According to the average of all climate models, Earth’s temperature should be one degree F warmer now than what is currently being measured. The gap between measured temperatures and predictions is most likely due to the fact Earth is less sensitive to additional molecules of greenhouse gases than calculated by most climate models.
Climate models have assumptions built into their design concerning the secondary effects of carbon dioxide on Earth’s atmosphere, which they assume will enhance or amplify Earth’s warming. Simpler models that don’t build in these secondary effects track actual temperatures much more closely than the complex models do, and it’s the complex models upon which climate disaster projections are built.
Almost all the harmful impacts predicted by climate models are failing to materialize. For instance, climate models predicted more intense hurricanes, but for nearly a decade, the United States has experienced far fewer hurricanes making landfall than the historic average, and those hurricanes that have made landfall have been no more powerful than previously experienced.
Additionally, while scientists have claimed anthropogenic warming should cause sea levels to rise at increasing rates—because of melting ice caps in Greenland and Antarctica and the thermal expansion of water molecules under warmer conditions—sea-level rise has slowed. Sea levels have always risen between ice ages or during interglacial periods. Indeed, sea levels have risen more than 400 feet since the end of the last interglacial period. However, the rate of sea-level rise since 1961 (approximately one-eighth of an inch per year) is far lower than the historic average (since the end of the previous ice age), and sea-level rise has not increased appreciably over the past century compared to previous centuries. Also, measured seal-level rise is well below the rise predicted by those climate models claiming sea levels would increase because of anthropogenic warming.
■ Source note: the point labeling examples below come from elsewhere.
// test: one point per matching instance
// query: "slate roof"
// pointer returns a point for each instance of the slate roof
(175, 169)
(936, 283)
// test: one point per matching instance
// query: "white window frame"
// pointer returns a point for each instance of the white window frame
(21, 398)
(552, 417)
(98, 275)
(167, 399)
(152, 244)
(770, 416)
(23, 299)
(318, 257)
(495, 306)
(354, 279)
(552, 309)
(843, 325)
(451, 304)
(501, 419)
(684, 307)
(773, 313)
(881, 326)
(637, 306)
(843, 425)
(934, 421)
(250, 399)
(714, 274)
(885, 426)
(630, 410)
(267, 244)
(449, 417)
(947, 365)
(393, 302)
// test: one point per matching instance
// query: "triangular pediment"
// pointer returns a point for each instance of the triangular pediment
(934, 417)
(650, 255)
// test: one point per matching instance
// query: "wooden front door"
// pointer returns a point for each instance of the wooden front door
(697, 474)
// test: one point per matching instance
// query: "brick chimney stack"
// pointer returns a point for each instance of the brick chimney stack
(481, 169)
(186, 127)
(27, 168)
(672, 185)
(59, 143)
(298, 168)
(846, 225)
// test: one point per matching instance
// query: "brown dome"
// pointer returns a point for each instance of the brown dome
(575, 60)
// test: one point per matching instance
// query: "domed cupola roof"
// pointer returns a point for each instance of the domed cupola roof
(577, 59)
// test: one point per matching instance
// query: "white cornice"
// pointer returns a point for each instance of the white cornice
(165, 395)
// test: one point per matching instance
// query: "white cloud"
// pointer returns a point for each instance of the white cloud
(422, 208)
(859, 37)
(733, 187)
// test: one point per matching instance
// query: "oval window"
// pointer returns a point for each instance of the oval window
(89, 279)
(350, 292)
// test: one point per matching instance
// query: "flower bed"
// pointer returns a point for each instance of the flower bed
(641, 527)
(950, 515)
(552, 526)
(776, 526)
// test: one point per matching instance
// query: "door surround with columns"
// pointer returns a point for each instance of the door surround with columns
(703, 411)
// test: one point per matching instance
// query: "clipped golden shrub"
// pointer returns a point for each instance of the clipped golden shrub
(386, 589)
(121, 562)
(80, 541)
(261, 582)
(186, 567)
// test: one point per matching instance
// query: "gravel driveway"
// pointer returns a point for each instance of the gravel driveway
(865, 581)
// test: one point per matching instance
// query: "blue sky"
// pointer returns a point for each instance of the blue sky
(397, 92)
While some locations have experienced dramatic sea-level rise and unexpected flooding, the reason is not anthropogenic greenhouse-gas emissions; it’s often because of other human causes. For instance, in many of these locations, land subsidence—due to increased withdrawals from shore adjacent to aquifers—is the problem.
Further, many people are now building in locations prone to flooding—such as in areas near wetlands and in marshy areas, which historically mitigated or buffered mainland locations from flooding. There are a variety of reasons this is happening, but one of the most important is many government insurance programs (and other government programs, too) subsidize building in areas prone to flooding or hurricane damage.
Based on climate models’ projections of land and ecosystem shifts and changes, biologists have predicted anthropogenic warming would cause numerous plant and wildlife extinctions, yet they have been unable to point to a single instance of a species going extinct due to human-caused climate change thus far.